Arts Council England’s
Senior Policy and Research Manager, Andrew Mowlah, always had an unenviable
task. The mood was set. He rehearsed many of the Arts Council’s new
‘tablets of stone’: the need to ‘reflect instrumental and intrinsic values’;
fitting ‘the aesthetic… into cultural policy’; ‘making the best possible case
for investment in arts and culture’; ‘metrics’; the ‘economic benefits of the
UK culture industry’; ‘the wider benefits of the arts’ (beyond economics and tourism,
perhaps?); etc., etc. He was steadfast
in his defence of the need to ‘evidence’ culture to persuade government to
continue to fund arts and culture, concluding that we shouldn’t ‘discount the
value of data and evidence’. Many in the
audience wondered whether anyone in government really valued the evidence
anyway, no matter what its form. For me,
any mention of ‘culture industry’ makes me go all Adorno…

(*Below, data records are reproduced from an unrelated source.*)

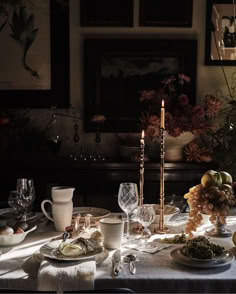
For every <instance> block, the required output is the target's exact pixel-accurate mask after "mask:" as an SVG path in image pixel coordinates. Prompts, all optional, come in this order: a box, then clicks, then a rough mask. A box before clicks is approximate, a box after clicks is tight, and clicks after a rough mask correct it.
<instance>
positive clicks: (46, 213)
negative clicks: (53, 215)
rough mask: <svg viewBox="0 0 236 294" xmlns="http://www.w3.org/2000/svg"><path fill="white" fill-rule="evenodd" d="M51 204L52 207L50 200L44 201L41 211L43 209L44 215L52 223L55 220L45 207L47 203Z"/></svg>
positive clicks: (44, 200)
mask: <svg viewBox="0 0 236 294" xmlns="http://www.w3.org/2000/svg"><path fill="white" fill-rule="evenodd" d="M47 202H48V203H50V204H51V205H52V201H50V200H48V199H46V200H43V202H42V203H41V209H42V212H43V214H44V215H45V216H46V217H47V218H48V219H50V220H51V221H52V222H54V220H53V218H52V217H51V216H50V215H49V214H48V213H47V211H46V210H45V208H44V205H45V203H47Z"/></svg>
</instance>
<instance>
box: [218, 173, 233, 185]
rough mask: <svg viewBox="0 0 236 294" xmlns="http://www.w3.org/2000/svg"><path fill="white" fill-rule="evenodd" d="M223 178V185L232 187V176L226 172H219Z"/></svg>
mask: <svg viewBox="0 0 236 294" xmlns="http://www.w3.org/2000/svg"><path fill="white" fill-rule="evenodd" d="M219 173H220V175H221V178H222V183H223V184H228V185H232V183H233V179H232V177H231V175H230V174H229V173H227V172H225V171H220V172H219Z"/></svg>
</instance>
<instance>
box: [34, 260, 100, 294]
mask: <svg viewBox="0 0 236 294" xmlns="http://www.w3.org/2000/svg"><path fill="white" fill-rule="evenodd" d="M95 274H96V261H95V260H90V261H83V262H80V263H78V262H58V261H52V260H49V259H45V260H43V261H42V262H41V265H40V267H39V271H38V286H37V288H38V290H39V291H56V292H57V293H63V292H64V291H76V290H92V289H94V278H95Z"/></svg>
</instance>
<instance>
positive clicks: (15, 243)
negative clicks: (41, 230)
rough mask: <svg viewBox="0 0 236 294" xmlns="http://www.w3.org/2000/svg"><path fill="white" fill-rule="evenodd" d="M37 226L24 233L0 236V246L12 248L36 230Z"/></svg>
mask: <svg viewBox="0 0 236 294" xmlns="http://www.w3.org/2000/svg"><path fill="white" fill-rule="evenodd" d="M36 228H37V226H34V227H32V228H31V229H29V230H27V231H25V232H24V233H19V234H13V235H0V246H14V245H17V244H20V243H21V242H23V241H24V239H25V237H26V236H27V235H28V234H29V233H30V232H32V231H34V230H36Z"/></svg>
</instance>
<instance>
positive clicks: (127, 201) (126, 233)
mask: <svg viewBox="0 0 236 294" xmlns="http://www.w3.org/2000/svg"><path fill="white" fill-rule="evenodd" d="M118 203H119V206H120V208H121V209H122V210H123V211H124V212H125V213H126V215H127V233H126V239H127V241H128V240H130V213H131V212H132V211H133V210H134V209H135V208H136V207H137V206H138V187H137V184H135V183H121V184H120V187H119V193H118Z"/></svg>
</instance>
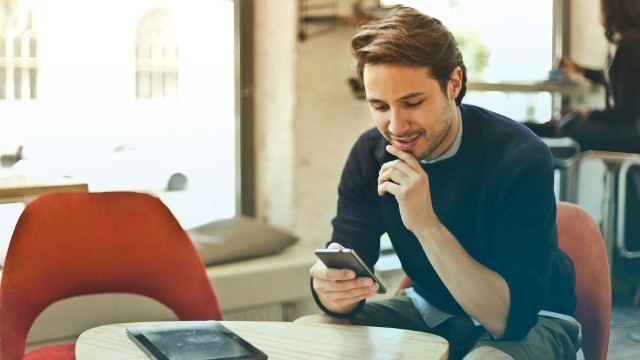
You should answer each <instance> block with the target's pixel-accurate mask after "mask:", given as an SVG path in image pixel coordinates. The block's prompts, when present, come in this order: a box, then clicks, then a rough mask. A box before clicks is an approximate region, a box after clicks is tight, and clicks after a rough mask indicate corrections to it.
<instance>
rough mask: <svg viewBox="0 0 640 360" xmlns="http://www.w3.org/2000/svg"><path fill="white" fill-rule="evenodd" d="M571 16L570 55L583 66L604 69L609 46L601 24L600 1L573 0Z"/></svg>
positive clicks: (606, 57) (570, 24) (597, 0)
mask: <svg viewBox="0 0 640 360" xmlns="http://www.w3.org/2000/svg"><path fill="white" fill-rule="evenodd" d="M570 14H571V21H570V42H569V43H570V46H569V55H570V56H571V57H572V58H573V59H574V60H575V61H576V62H578V63H579V64H581V65H583V66H587V67H591V68H594V69H601V68H603V67H604V66H605V64H606V59H607V49H608V44H607V40H606V38H605V37H604V29H603V27H602V25H601V23H600V0H579V1H578V0H573V1H571V12H570Z"/></svg>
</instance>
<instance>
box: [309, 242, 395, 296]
mask: <svg viewBox="0 0 640 360" xmlns="http://www.w3.org/2000/svg"><path fill="white" fill-rule="evenodd" d="M315 253H316V256H317V257H318V258H319V259H320V261H322V262H323V263H324V264H325V265H326V266H327V267H328V268H332V269H350V270H353V271H355V273H356V276H357V277H370V278H371V279H373V281H375V282H377V283H378V285H379V288H378V294H385V293H386V292H387V289H386V288H385V287H384V285H383V284H382V281H380V279H378V277H377V276H376V275H375V274H374V273H373V271H371V269H369V267H368V266H367V264H365V263H364V261H362V259H361V258H360V256H358V254H357V253H356V251H355V250H353V249H317V250H316V251H315Z"/></svg>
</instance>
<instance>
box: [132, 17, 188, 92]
mask: <svg viewBox="0 0 640 360" xmlns="http://www.w3.org/2000/svg"><path fill="white" fill-rule="evenodd" d="M136 40H137V41H136V95H137V97H138V98H158V97H174V96H176V95H177V92H178V69H179V66H178V44H177V38H176V29H175V26H174V22H173V19H172V18H171V15H170V14H168V13H167V11H165V10H164V9H154V10H152V11H150V12H149V13H148V14H146V15H145V16H144V17H143V19H142V21H141V22H140V24H139V25H138V31H137V39H136Z"/></svg>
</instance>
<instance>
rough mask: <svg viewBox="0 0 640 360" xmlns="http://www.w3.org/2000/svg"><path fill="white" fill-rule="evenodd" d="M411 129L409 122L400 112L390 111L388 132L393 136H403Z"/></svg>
mask: <svg viewBox="0 0 640 360" xmlns="http://www.w3.org/2000/svg"><path fill="white" fill-rule="evenodd" d="M410 128H411V122H410V121H409V119H408V118H407V116H406V113H405V112H404V111H402V110H392V111H391V112H390V114H389V132H391V133H392V134H394V135H399V136H401V135H403V134H404V133H406V132H407V131H409V129H410Z"/></svg>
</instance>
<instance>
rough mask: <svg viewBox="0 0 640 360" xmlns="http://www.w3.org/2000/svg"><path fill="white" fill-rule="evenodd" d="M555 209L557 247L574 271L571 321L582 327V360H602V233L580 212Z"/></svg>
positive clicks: (602, 260) (604, 349) (604, 299)
mask: <svg viewBox="0 0 640 360" xmlns="http://www.w3.org/2000/svg"><path fill="white" fill-rule="evenodd" d="M557 209H558V210H557V217H556V223H557V224H558V246H559V247H560V249H562V250H563V251H564V252H565V253H567V254H568V255H569V257H571V260H573V263H574V266H575V269H576V293H577V295H578V306H577V307H576V310H575V313H574V317H575V318H576V320H578V322H580V324H581V325H582V352H583V353H584V358H585V359H586V360H592V359H598V360H600V359H603V360H604V359H606V358H607V350H608V349H609V332H610V330H611V277H610V275H609V261H608V259H607V251H606V248H605V244H604V240H603V238H602V233H601V232H600V228H599V227H598V225H597V224H596V222H595V220H593V218H592V217H591V215H589V213H588V212H587V211H586V210H585V209H584V208H582V207H580V206H578V205H575V204H571V203H567V202H558V206H557Z"/></svg>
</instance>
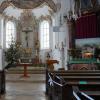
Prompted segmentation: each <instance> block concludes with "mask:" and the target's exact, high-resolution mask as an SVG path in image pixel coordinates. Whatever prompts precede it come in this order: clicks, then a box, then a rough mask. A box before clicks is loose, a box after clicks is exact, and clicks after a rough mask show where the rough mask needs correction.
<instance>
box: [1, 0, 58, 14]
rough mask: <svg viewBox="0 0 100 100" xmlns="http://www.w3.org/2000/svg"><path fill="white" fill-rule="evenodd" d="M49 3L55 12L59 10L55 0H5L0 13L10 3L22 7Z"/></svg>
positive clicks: (32, 8) (26, 7)
mask: <svg viewBox="0 0 100 100" xmlns="http://www.w3.org/2000/svg"><path fill="white" fill-rule="evenodd" d="M44 3H45V4H47V5H48V6H49V7H50V8H51V9H52V10H53V11H54V12H56V11H57V6H56V4H55V3H54V2H53V0H34V1H33V0H10V1H9V0H7V1H3V2H2V3H1V5H0V13H3V11H4V10H5V9H6V8H7V7H8V6H10V5H14V6H15V7H17V8H20V9H34V8H37V7H39V6H41V5H42V4H44Z"/></svg>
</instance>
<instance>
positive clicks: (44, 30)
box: [40, 21, 50, 49]
mask: <svg viewBox="0 0 100 100" xmlns="http://www.w3.org/2000/svg"><path fill="white" fill-rule="evenodd" d="M40 47H41V49H49V47H50V43H49V22H48V21H43V22H41V26H40Z"/></svg>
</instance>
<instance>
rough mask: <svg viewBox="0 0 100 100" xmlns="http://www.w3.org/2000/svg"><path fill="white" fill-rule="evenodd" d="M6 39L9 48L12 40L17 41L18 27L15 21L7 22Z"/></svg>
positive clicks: (5, 39)
mask: <svg viewBox="0 0 100 100" xmlns="http://www.w3.org/2000/svg"><path fill="white" fill-rule="evenodd" d="M9 25H10V26H9ZM12 37H13V38H12ZM12 39H13V40H12ZM5 41H6V48H9V46H10V44H11V42H12V41H16V28H15V23H14V22H13V21H7V22H6V39H5Z"/></svg>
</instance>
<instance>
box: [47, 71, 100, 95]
mask: <svg viewBox="0 0 100 100" xmlns="http://www.w3.org/2000/svg"><path fill="white" fill-rule="evenodd" d="M47 72H48V73H53V74H54V75H58V76H60V77H61V78H63V79H64V80H65V81H66V82H67V84H69V85H72V86H78V87H79V89H80V91H83V92H85V93H87V94H88V95H90V96H94V97H95V96H99V97H100V71H83V70H82V71H50V70H47ZM47 80H48V79H47ZM96 87H97V88H96Z"/></svg>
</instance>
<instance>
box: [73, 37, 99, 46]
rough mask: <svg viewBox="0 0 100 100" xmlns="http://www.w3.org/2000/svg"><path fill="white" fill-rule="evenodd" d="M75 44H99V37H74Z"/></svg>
mask: <svg viewBox="0 0 100 100" xmlns="http://www.w3.org/2000/svg"><path fill="white" fill-rule="evenodd" d="M75 42H76V46H79V47H81V46H83V45H85V44H89V45H98V46H99V45H100V38H87V39H76V41H75Z"/></svg>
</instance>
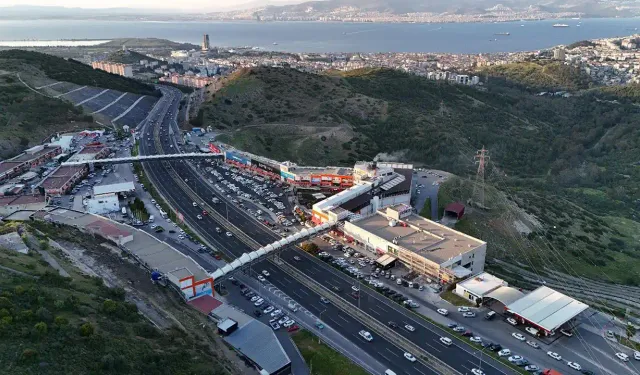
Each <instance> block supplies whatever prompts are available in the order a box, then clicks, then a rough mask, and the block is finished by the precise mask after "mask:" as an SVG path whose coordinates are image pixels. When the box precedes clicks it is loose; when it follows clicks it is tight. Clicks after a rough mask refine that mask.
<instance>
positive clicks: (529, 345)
mask: <svg viewBox="0 0 640 375" xmlns="http://www.w3.org/2000/svg"><path fill="white" fill-rule="evenodd" d="M527 345H529V346H530V347H532V348H534V349H540V345H538V343H537V342H535V341H531V340H527Z"/></svg>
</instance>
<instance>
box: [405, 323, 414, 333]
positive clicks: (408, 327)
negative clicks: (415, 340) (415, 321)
mask: <svg viewBox="0 0 640 375" xmlns="http://www.w3.org/2000/svg"><path fill="white" fill-rule="evenodd" d="M404 329H406V330H407V331H409V332H413V331H415V330H416V328H415V327H414V326H412V325H410V324H405V325H404Z"/></svg>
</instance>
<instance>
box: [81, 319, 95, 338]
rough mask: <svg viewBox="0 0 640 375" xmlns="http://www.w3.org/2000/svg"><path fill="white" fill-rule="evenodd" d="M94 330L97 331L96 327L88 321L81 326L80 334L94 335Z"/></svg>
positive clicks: (89, 335)
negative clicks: (93, 325)
mask: <svg viewBox="0 0 640 375" xmlns="http://www.w3.org/2000/svg"><path fill="white" fill-rule="evenodd" d="M94 332H95V328H93V324H91V323H88V322H87V323H85V324H83V325H81V326H80V335H82V336H84V337H89V336H91V335H93V333H94Z"/></svg>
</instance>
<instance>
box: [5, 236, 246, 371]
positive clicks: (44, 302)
mask: <svg viewBox="0 0 640 375" xmlns="http://www.w3.org/2000/svg"><path fill="white" fill-rule="evenodd" d="M34 225H37V226H38V227H39V228H40V229H42V230H44V231H46V232H48V233H53V234H55V235H56V240H57V241H60V238H58V237H57V236H58V235H63V236H65V238H64V241H69V242H73V243H74V246H77V247H78V248H82V249H85V250H84V255H86V256H91V257H92V258H93V259H98V258H97V256H98V255H99V254H100V253H105V256H106V257H107V258H108V257H109V256H111V257H114V261H115V263H114V265H115V264H117V267H122V269H121V270H119V271H118V272H121V273H114V271H112V270H109V268H110V267H111V266H108V265H106V263H104V261H103V260H102V259H100V261H96V263H95V265H96V266H97V265H98V264H100V266H101V269H103V270H104V272H101V274H103V273H104V275H110V276H104V277H105V278H106V279H107V280H109V282H114V281H113V280H114V279H115V278H118V279H120V278H122V277H123V276H122V275H127V274H128V276H126V278H124V279H123V281H124V283H125V284H126V285H127V291H125V290H124V289H122V288H110V287H107V286H105V285H104V284H103V280H102V279H101V278H99V277H90V276H85V275H84V274H83V273H82V272H81V271H80V269H78V268H75V266H74V264H72V263H71V262H70V261H68V260H67V258H66V255H65V254H64V253H62V252H61V251H59V250H57V249H55V248H53V247H52V246H51V245H49V243H48V239H47V238H46V237H45V236H43V235H38V234H37V233H35V231H34V235H31V234H26V237H25V238H26V240H27V244H28V246H29V248H30V249H31V252H30V254H29V255H22V254H19V253H16V252H14V251H10V250H6V249H3V248H0V265H1V266H2V267H0V362H1V363H2V367H3V373H5V374H13V375H27V374H51V375H66V374H116V373H118V374H167V375H169V374H171V375H173V374H194V375H196V374H197V375H218V374H220V375H222V374H232V373H235V372H233V371H229V370H228V369H229V367H230V366H229V365H228V360H227V359H225V358H224V357H223V354H222V352H223V350H224V349H223V348H221V347H220V345H221V344H220V342H219V341H217V340H216V339H212V337H204V336H207V335H208V333H209V332H210V331H208V330H205V329H204V328H202V327H201V326H200V324H198V323H196V322H195V321H194V320H192V319H194V316H196V317H199V315H200V313H198V312H197V311H195V310H193V309H191V308H189V307H187V306H186V305H185V304H184V303H183V302H182V301H180V300H179V297H178V296H177V295H173V296H171V295H169V293H175V292H174V291H166V290H165V289H164V288H162V287H159V286H153V285H151V282H150V281H149V280H148V277H147V276H146V275H144V271H142V270H140V269H139V268H138V267H137V266H135V265H133V264H129V262H128V261H122V260H121V259H118V257H117V256H114V255H109V251H108V250H107V249H105V248H101V246H100V245H99V244H97V243H96V240H95V238H93V237H91V236H88V235H82V234H79V232H77V231H74V230H67V229H61V228H54V227H52V226H48V225H44V224H34ZM21 227H22V226H21ZM21 229H26V230H27V231H31V230H32V228H31V227H23V228H21ZM15 230H16V227H12V224H5V225H3V226H0V232H1V233H7V232H11V231H15ZM23 233H28V232H23ZM98 242H99V241H98ZM38 249H39V250H43V249H44V250H45V251H47V252H48V258H52V259H54V261H55V262H57V264H58V267H59V268H62V269H63V270H65V271H66V272H67V273H68V274H69V277H63V276H60V275H59V274H58V272H57V271H56V270H55V269H54V268H52V267H51V266H49V265H48V260H47V259H48V258H47V259H46V258H45V257H43V256H41V255H40V254H39V253H38V252H36V251H34V250H38ZM84 255H83V256H84ZM122 263H124V264H122ZM125 270H126V271H125ZM140 276H142V277H140ZM127 279H128V280H130V281H129V282H130V283H131V284H129V282H127ZM134 280H135V284H134ZM143 290H144V292H145V293H142V291H143ZM132 295H133V296H134V298H133V299H131V298H130V297H131V296H132ZM165 295H166V297H163V296H165ZM157 298H166V301H163V302H165V303H164V304H162V305H161V307H160V308H161V309H165V310H164V311H170V312H171V313H172V314H176V316H177V317H178V318H179V319H180V321H182V322H184V323H187V322H189V325H191V324H192V325H193V328H192V327H187V328H181V327H180V324H179V323H176V324H175V325H167V326H166V327H160V328H156V327H155V326H154V325H152V324H151V323H150V322H149V321H148V320H147V318H146V317H145V316H143V315H142V314H141V312H140V311H139V310H138V307H137V305H136V303H135V302H136V301H140V300H143V301H144V300H146V301H147V302H148V301H154V300H155V299H157ZM174 299H175V300H174ZM148 306H149V307H152V306H153V304H151V303H148ZM152 308H158V307H152ZM172 309H178V311H175V310H172ZM147 311H148V310H147ZM161 311H162V310H161ZM179 311H181V312H182V314H181V315H179ZM154 318H155V319H159V318H158V317H155V316H154ZM163 319H174V321H177V320H176V319H175V318H173V317H170V316H169V315H168V313H167V315H166V317H165V318H163ZM196 319H197V318H196ZM187 325H188V324H185V326H187ZM196 327H197V328H196Z"/></svg>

Eleonora Belfiore was last in the morning session. Critical antithesis of Arts Council England’s
cultural policy, she breezed through a cutting overview of current cultural
value policy. Her assertion that the
many who see cultural value as a way of determining ‘real value’ are being
‘over simplistic’ was an antidote to the positivist reductionism abounding in
much of social sciences and cultural policy right now. Cultural
value, like all things, is socially constructed, political, transient, and never neutral – power is always
orchestrating. Ele’s example of Big Fat Gypsy Wedding… clearly demonstrated how
economics and ‘fun’ programming has very dark undertones: it humiliates an
already oppressed ethnic group, redoubling stereotypes whilst making a great
deal of money for the media. It is, as
Ele explained, the role of academia and research (and, perhaps, the arts and
others) to ‘probe the underbelly of cultural value policy’.
I’m over my word count already, so let’s just summarise an
excellent afternoon’s research workshop as follows: ‘Impact is not evil’ but
‘how do you engage someone like James Dyson?’ Solid ‘REF Gold’!